I use in this function:
def password_validator(password):
#REGEX PASSWORD : minimum 8 characters, 1 lowercase, 1 uppercase, 1 special caracter
regex_password = r"^(?=.*[a-z])(?=.*[A-Z])(?=.*[\W]).{8,}$"
if not re.match(regex_password, password):
raise ValueError("""value is not a valid password""")
return password
However, the use of "²" raises me an error, however, this same regex with a Javascript front-end validation, or on different regex validation site,works.

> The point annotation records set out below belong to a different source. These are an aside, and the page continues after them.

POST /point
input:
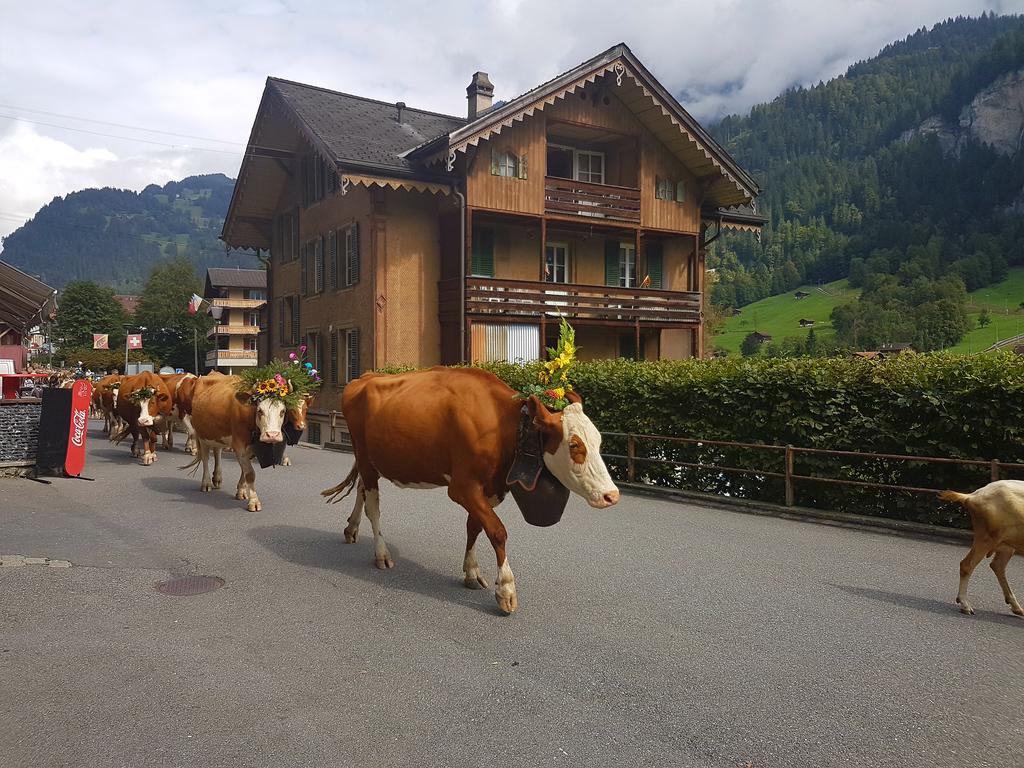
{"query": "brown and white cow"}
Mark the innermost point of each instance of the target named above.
(104, 397)
(177, 417)
(145, 418)
(222, 418)
(457, 427)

The problem is possible the ascii, so how can i do for python accept the ascii character in regex ?
From the documentation:
\W
Matches any character which is not a word character. This is the opposite of
\w. If theASCIIflag is used this becomes the equivalent of[^a-zA-Z0-9_]. If theLOCALEflag is used, matches characters which are neither alphanumeric in the current locale nor the underscore.
Other implementations may interpret \w as referring to only ASCII alphanumeric characters and underscore by default and \W by extension contains every non-ASCII alphanumeric characters as well as non-alphanumeric characters.
Possible solutions:
Spell it out:
regex_password = r"^(?=.*[a-z])(?=.*[A-Z])(?=.*[^a-zA-Z0-9_]).{8,}$"
Or use the re.ASCII flag:
if not re.match(regex_password, password, flags=re.ASCII):
Either one of these changes should give you the results you need.